China maintains import restrictions that effectively limit the country to 20 foreign blockbusters a year. Film imports are still controlled by the state-owned China Film Group - despite a December 2009 ruling from the World Trade Organization urging Beijing to allow foreign studios to distribute their own movies in the country.
"This presents significant challenges," Murdoch said, adding that limited access to foreign content encourages piracy.
"In the long run, it will only limit the opportunity for China to grow its cinema market. As China's theatrical market tries to continue to grow, it is critical to fill the pipeline with more local films as well as more films imported from other countries," he said.
Veteran Hollywood producer Mike Medavoy agreed.
"We, the American market and American filmmakers and the rest of the world need the Chinese market to open up," he said. Major productions "cost a lot of money and therefore you need outside revenues, and revenues will come out of China."

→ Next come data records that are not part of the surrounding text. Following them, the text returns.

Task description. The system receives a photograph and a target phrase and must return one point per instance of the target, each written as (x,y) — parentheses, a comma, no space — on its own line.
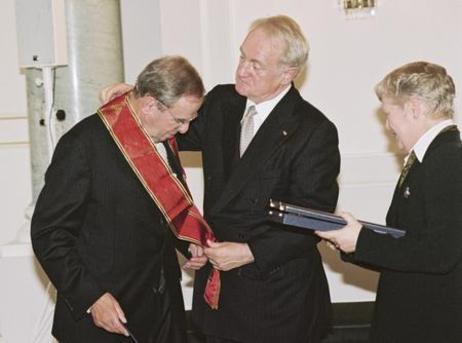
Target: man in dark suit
(102,228)
(259,140)
(273,286)
(419,297)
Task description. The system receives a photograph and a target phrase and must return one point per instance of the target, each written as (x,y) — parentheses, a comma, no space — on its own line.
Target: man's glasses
(180,121)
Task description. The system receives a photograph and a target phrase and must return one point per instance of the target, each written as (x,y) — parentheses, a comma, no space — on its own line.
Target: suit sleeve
(56,225)
(313,184)
(436,246)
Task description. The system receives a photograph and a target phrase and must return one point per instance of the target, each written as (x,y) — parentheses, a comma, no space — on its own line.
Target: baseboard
(351,323)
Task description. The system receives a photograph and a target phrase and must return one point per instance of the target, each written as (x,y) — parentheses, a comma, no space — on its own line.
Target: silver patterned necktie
(410,161)
(247,129)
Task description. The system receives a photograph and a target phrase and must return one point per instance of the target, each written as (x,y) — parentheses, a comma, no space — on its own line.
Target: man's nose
(387,124)
(183,128)
(243,68)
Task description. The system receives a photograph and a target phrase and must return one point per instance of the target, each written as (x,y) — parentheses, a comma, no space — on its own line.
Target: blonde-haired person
(274,288)
(419,297)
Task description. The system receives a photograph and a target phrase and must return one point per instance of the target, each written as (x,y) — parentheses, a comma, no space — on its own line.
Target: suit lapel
(231,134)
(276,129)
(450,133)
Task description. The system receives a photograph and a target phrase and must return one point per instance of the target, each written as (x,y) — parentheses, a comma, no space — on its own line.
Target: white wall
(348,57)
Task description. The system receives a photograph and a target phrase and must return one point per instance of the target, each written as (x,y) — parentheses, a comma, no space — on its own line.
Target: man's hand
(344,239)
(228,255)
(108,315)
(198,259)
(113,91)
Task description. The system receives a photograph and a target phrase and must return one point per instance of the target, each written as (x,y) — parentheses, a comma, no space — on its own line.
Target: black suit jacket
(419,298)
(96,230)
(283,296)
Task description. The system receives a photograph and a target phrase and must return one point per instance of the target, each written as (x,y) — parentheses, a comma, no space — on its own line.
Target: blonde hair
(285,28)
(429,82)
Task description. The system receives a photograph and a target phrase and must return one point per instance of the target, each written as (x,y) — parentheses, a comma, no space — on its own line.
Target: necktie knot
(247,129)
(410,161)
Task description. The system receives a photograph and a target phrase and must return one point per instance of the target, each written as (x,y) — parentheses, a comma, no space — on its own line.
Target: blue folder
(307,218)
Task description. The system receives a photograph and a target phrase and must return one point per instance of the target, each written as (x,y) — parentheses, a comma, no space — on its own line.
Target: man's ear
(415,107)
(148,104)
(289,74)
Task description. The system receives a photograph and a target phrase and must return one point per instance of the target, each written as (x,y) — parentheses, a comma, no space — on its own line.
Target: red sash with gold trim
(156,176)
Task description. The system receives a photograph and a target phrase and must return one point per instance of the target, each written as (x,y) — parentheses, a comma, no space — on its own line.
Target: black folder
(307,218)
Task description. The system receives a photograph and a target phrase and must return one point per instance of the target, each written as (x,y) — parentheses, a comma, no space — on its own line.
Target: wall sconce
(359,8)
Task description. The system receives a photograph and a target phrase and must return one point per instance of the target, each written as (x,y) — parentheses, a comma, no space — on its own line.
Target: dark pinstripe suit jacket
(283,296)
(419,298)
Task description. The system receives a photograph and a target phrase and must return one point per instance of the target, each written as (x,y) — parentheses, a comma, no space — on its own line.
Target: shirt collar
(264,108)
(420,148)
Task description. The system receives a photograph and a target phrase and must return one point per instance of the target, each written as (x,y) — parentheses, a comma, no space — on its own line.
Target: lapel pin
(407,192)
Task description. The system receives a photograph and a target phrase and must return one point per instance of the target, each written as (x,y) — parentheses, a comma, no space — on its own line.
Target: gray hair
(169,78)
(286,29)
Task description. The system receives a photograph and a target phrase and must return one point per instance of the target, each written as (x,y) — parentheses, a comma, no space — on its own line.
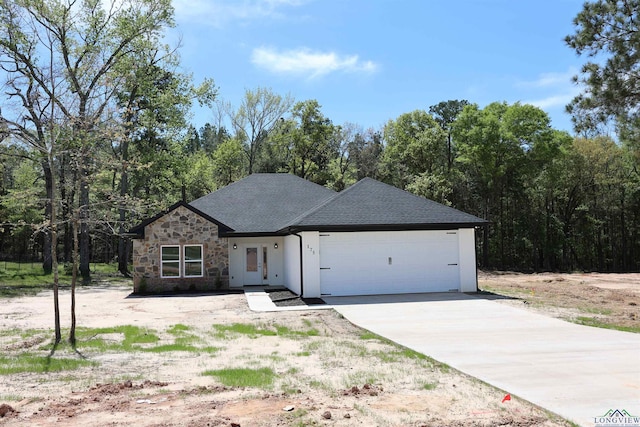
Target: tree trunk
(123,241)
(74,278)
(53,226)
(84,226)
(47,260)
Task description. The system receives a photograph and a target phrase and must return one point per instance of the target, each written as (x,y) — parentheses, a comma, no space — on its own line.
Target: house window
(192,261)
(170,259)
(181,263)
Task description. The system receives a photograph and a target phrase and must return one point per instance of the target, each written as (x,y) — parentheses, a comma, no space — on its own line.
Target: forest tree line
(96,138)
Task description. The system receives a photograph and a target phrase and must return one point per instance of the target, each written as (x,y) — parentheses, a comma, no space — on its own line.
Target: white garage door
(369,263)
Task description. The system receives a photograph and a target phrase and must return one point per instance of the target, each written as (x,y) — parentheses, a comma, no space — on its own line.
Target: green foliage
(415,144)
(607,31)
(229,162)
(244,377)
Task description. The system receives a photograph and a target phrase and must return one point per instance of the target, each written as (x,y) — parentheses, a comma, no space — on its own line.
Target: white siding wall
(275,259)
(292,263)
(468,272)
(311,263)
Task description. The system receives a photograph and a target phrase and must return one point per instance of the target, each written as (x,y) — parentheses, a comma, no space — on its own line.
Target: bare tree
(258,113)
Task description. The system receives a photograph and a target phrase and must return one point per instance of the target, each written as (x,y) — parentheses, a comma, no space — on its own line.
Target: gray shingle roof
(279,203)
(263,203)
(371,204)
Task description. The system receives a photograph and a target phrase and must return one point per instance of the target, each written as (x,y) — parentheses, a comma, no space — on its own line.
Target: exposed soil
(333,376)
(587,297)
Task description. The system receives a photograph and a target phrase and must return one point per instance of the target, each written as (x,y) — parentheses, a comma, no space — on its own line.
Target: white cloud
(550,79)
(217,13)
(553,101)
(309,63)
(551,90)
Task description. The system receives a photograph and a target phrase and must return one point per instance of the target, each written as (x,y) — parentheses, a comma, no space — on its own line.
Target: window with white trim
(192,261)
(181,261)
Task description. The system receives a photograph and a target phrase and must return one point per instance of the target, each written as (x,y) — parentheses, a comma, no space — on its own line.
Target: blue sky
(368,61)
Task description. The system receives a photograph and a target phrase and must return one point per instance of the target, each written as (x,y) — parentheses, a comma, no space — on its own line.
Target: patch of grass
(10,398)
(359,378)
(250,330)
(321,385)
(597,323)
(429,386)
(178,329)
(244,377)
(366,335)
(166,348)
(27,362)
(131,337)
(255,331)
(597,310)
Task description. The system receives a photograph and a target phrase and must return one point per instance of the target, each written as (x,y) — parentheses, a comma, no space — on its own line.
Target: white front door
(255,265)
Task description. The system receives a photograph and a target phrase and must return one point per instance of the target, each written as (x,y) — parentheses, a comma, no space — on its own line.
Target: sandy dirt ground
(587,298)
(328,372)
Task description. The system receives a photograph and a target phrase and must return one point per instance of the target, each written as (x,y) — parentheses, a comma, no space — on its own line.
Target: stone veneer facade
(181,226)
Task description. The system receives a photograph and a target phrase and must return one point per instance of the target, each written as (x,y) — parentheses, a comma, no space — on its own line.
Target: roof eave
(384,227)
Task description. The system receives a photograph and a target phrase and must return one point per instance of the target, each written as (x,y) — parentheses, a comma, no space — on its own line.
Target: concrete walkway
(576,371)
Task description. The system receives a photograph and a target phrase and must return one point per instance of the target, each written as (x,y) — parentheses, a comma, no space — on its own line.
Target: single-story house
(279,229)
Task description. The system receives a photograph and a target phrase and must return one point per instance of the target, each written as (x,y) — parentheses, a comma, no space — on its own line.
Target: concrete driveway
(576,371)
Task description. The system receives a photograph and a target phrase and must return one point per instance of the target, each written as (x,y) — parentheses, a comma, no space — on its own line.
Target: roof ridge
(323,204)
(417,196)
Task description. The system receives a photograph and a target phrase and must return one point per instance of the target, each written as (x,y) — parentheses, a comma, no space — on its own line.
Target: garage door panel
(388,262)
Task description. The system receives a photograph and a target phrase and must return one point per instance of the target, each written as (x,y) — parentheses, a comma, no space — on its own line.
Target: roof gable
(139,229)
(263,203)
(371,204)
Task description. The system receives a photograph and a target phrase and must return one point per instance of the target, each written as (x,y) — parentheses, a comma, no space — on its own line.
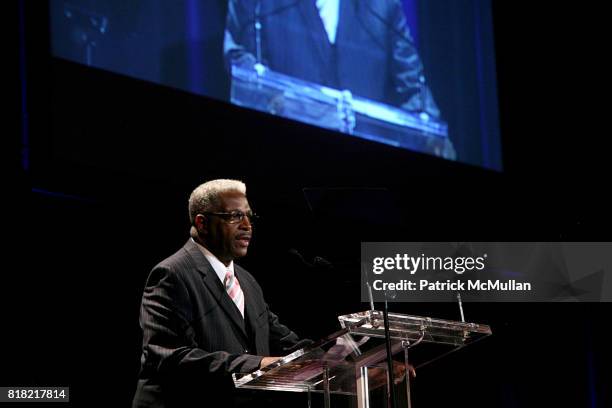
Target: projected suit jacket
(374,55)
(194,336)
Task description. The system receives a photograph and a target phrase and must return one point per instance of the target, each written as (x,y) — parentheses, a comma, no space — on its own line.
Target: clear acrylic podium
(258,87)
(352,361)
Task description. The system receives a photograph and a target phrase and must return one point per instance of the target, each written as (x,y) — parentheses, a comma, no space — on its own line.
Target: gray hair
(205,196)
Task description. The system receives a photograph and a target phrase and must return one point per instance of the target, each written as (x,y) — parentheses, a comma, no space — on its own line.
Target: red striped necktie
(234,291)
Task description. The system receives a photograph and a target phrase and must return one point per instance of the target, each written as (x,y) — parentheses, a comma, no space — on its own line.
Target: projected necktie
(234,291)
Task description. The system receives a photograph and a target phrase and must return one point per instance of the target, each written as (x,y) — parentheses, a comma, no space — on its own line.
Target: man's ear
(201,224)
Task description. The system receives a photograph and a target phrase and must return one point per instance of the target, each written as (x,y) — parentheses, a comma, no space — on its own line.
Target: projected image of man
(363,46)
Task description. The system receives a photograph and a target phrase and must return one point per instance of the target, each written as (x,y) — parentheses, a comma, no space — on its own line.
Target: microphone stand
(391,389)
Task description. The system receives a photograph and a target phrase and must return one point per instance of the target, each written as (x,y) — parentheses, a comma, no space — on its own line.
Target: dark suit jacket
(374,55)
(194,336)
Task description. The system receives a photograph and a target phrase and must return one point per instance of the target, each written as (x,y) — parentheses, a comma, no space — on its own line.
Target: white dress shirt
(218,266)
(329,10)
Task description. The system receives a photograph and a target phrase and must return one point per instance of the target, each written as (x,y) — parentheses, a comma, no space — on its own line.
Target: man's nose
(246,223)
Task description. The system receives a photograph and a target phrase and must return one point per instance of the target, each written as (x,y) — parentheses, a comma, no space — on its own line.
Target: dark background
(81,233)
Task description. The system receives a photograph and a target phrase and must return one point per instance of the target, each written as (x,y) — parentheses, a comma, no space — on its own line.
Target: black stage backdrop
(89,218)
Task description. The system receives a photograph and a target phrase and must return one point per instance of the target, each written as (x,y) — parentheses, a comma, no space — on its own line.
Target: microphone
(317,262)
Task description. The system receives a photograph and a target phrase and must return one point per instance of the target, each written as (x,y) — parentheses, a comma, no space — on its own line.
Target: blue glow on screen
(431,64)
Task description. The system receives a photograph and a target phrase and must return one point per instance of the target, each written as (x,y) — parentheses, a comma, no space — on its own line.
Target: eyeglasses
(235,217)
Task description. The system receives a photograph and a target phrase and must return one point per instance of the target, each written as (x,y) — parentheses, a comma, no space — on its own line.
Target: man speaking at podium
(360,45)
(204,317)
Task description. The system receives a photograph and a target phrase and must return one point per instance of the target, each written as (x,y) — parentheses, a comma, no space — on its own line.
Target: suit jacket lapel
(212,282)
(252,309)
(314,26)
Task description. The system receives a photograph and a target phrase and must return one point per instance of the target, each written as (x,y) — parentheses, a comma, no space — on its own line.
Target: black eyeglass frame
(230,217)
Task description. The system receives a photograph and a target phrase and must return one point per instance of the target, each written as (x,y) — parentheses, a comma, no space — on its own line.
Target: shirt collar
(218,266)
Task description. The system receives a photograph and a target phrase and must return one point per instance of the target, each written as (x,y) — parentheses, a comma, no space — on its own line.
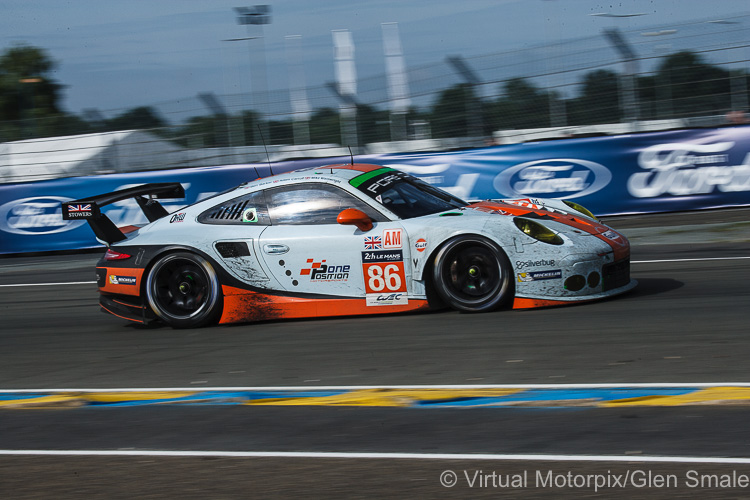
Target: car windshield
(404,195)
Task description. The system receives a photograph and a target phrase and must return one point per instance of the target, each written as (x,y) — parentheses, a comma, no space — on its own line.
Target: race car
(348,239)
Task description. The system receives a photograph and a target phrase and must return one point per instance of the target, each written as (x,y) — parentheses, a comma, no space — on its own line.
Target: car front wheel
(472,274)
(183,290)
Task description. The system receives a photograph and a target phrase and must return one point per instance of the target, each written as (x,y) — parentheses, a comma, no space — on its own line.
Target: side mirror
(354,217)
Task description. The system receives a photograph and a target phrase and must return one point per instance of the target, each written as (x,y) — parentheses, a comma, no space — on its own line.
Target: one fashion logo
(681,169)
(559,178)
(35,216)
(320,271)
(122,280)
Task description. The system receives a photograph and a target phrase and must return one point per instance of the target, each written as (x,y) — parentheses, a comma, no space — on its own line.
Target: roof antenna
(263,139)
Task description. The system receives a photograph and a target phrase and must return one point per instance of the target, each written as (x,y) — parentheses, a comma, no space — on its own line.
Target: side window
(313,204)
(249,209)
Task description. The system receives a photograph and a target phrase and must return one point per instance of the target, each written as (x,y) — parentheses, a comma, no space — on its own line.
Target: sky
(114,56)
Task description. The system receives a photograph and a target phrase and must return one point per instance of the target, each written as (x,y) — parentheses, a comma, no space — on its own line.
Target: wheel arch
(428,272)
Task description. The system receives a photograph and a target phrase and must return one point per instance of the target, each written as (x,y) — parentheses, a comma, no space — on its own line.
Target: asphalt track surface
(686,322)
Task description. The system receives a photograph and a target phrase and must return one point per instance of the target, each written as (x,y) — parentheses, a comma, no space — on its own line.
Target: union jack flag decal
(79,208)
(373,243)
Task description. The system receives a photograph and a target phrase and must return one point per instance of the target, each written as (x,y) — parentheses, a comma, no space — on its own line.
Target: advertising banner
(639,173)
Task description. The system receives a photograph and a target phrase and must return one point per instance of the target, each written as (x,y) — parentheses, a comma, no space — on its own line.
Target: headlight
(585,211)
(537,231)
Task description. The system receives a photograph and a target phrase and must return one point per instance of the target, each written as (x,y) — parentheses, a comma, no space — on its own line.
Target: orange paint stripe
(244,305)
(120,316)
(359,167)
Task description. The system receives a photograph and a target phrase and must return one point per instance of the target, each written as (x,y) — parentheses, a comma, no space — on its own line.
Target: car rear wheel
(472,274)
(184,290)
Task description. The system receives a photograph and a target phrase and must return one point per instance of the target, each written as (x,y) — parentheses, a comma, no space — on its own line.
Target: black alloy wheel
(183,290)
(471,274)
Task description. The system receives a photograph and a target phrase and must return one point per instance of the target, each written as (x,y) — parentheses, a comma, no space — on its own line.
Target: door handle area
(275,249)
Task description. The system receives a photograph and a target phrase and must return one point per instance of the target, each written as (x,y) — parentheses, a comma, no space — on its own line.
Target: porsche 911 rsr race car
(346,240)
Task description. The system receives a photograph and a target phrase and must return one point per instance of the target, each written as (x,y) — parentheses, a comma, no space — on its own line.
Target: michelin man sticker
(250,215)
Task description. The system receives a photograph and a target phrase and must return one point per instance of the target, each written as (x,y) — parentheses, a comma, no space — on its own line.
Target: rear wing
(90,208)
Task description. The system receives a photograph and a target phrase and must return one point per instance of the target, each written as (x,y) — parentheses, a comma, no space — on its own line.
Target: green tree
(142,117)
(28,94)
(450,112)
(685,85)
(521,106)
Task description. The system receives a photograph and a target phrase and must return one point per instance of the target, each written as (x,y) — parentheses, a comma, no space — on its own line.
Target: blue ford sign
(553,178)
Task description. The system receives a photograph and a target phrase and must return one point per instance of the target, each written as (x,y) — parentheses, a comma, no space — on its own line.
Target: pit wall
(669,171)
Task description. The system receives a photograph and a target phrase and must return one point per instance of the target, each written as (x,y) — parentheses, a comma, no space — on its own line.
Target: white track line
(308,388)
(686,260)
(408,456)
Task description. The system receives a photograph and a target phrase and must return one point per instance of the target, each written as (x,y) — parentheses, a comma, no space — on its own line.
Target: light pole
(257,15)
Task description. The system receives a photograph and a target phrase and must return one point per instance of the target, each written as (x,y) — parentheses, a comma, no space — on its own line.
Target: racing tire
(472,274)
(183,290)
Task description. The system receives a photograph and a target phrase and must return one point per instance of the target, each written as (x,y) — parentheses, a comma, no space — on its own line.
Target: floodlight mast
(257,15)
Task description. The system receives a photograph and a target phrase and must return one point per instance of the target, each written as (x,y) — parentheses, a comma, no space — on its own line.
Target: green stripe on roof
(357,181)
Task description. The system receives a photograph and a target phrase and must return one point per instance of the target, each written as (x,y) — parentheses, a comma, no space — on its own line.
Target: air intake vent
(228,249)
(231,212)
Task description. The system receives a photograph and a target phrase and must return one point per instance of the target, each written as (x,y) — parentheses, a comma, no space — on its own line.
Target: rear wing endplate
(89,208)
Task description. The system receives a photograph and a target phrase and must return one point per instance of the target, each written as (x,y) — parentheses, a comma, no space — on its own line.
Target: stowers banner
(638,173)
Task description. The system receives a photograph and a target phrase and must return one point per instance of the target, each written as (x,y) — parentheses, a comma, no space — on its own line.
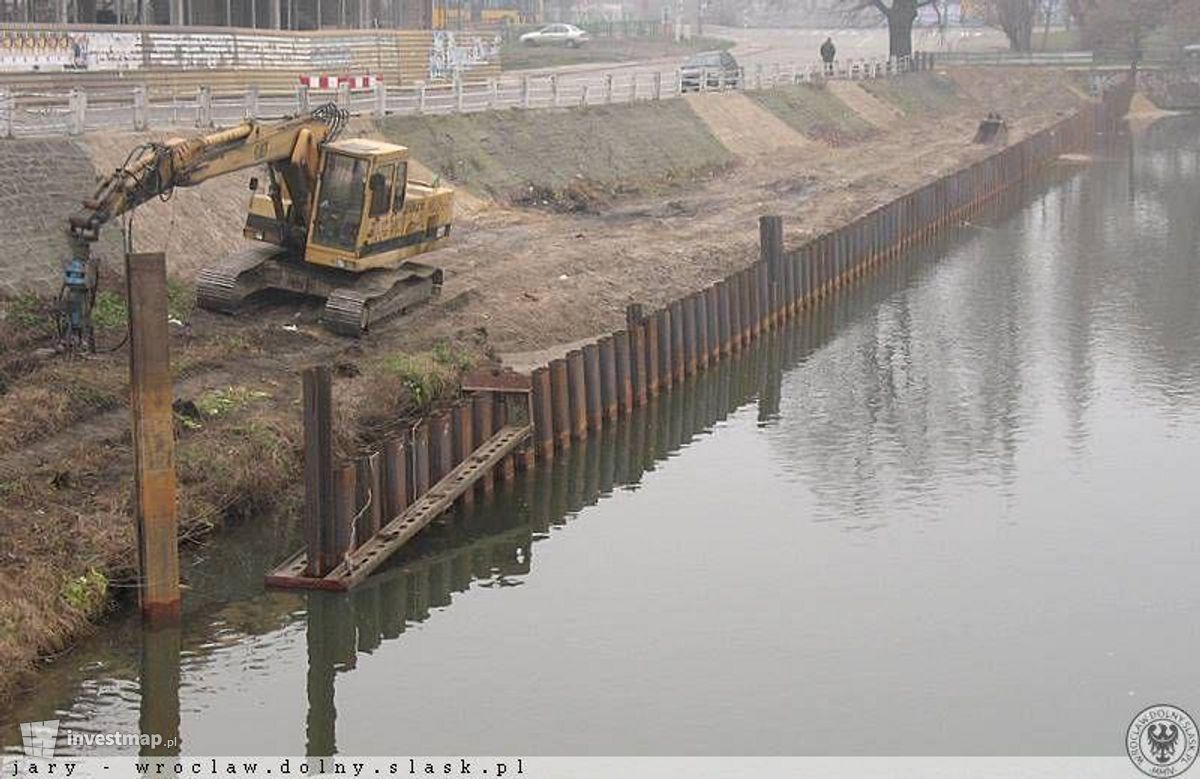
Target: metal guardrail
(78,111)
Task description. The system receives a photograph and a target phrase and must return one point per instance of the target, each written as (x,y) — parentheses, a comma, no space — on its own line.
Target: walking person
(828,53)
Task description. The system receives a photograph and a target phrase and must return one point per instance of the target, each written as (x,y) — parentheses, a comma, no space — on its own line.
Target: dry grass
(69,526)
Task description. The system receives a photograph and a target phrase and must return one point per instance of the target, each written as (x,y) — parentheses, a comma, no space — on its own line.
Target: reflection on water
(955,516)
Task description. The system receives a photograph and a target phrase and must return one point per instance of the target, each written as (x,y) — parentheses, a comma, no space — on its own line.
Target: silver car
(556,35)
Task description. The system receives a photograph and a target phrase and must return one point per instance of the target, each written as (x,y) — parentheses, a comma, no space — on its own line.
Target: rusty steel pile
(360,513)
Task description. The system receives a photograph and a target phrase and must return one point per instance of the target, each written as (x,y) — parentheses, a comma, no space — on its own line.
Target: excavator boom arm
(156,168)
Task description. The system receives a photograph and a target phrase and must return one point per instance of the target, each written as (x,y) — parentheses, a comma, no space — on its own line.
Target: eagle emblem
(1163,737)
(1163,741)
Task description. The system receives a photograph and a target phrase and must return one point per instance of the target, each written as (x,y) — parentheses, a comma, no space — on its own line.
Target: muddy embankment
(564,217)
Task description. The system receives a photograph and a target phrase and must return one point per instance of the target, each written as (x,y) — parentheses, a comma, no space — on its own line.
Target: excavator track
(378,295)
(353,303)
(222,287)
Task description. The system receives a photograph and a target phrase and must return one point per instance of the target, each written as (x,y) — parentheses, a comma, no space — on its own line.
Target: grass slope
(571,159)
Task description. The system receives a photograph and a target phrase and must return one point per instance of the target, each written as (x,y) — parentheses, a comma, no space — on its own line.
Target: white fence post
(78,109)
(7,103)
(203,107)
(251,109)
(139,108)
(381,94)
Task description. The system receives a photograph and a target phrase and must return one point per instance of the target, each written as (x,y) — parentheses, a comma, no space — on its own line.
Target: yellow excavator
(340,219)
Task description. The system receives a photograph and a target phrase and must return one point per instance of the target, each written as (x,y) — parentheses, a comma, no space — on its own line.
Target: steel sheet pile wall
(659,349)
(591,388)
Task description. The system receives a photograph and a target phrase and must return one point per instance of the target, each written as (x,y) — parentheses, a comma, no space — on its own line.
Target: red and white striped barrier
(335,82)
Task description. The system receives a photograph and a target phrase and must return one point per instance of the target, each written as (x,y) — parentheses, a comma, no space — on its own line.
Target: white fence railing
(27,113)
(1061,59)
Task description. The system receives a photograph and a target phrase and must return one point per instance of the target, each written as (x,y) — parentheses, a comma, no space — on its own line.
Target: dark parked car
(717,69)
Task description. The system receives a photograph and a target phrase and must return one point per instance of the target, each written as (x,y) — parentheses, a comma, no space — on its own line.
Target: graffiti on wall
(451,55)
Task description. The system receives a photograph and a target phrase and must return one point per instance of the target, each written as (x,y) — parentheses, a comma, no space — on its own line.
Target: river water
(951,513)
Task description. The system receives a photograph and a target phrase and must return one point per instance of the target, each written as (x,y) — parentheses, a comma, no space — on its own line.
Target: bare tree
(1122,25)
(900,16)
(1014,18)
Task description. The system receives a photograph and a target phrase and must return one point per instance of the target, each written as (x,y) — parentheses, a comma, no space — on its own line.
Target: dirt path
(743,126)
(865,105)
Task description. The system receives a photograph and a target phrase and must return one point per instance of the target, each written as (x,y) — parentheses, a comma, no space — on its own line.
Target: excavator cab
(366,219)
(367,214)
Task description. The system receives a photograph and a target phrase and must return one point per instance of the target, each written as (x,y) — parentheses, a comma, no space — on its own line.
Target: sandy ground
(865,105)
(743,126)
(519,281)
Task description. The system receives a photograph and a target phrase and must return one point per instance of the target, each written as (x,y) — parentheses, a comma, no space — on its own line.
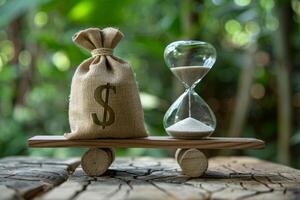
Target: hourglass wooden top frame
(100,155)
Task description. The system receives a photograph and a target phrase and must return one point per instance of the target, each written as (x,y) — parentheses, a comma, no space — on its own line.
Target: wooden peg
(96,161)
(192,162)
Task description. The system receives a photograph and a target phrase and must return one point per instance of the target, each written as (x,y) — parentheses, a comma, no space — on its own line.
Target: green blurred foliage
(38,59)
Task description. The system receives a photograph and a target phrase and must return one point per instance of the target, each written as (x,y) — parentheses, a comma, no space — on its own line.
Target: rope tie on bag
(102,52)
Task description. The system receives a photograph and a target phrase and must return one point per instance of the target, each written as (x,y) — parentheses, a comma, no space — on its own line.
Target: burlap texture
(104,99)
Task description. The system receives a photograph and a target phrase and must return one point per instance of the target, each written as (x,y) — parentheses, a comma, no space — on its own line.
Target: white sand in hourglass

The Chinese regulator attending Sunday's session, Zhang Pimin, didn't immediately respond to Murdoch's speech. In his own speech, Zhang, vice minister of the State Administration of Radio, Film and Television, didn't address market access but said the Chinese government wants to encourage Chinese filmmakers to raise funds from capital markets. Chinese studios have only recently began to go public, with Huayi Brothers Media Co. listing on the Shenzhen Stock Exchange and Bona Film Group listing on Nasdaq.
Murdoch's wife, however, was more diplomatic. Producer Wendi Deng is getting ready to release the drama "Snow Flower and the Secret Fan" in China on June 24. Chinese-American director Wayne Wang's adaptation of the Lisa See novel by the same name will be distributed in North America by News Corp.'s Fox Searchlight Pictures - but the production was mainly funded by Chinese investors.
Asked by the host about the chllenges of shooting in China, Deng jokingly said the list was too long and instead thanked her investors: Huayi Brothers, Shanghai Film Group and IDG Capital Partners. "I was lucky that when I really liked this project, I had a worldly team and they were willing to invest," Deng said in her native language, andarin.
Asked by an audience member about the benefits of shooting in China, Deng quickly praised China's lower costs, which enabled "Snow Flower" filmmakers to build an epic set in the Hengdian studios in eastern China.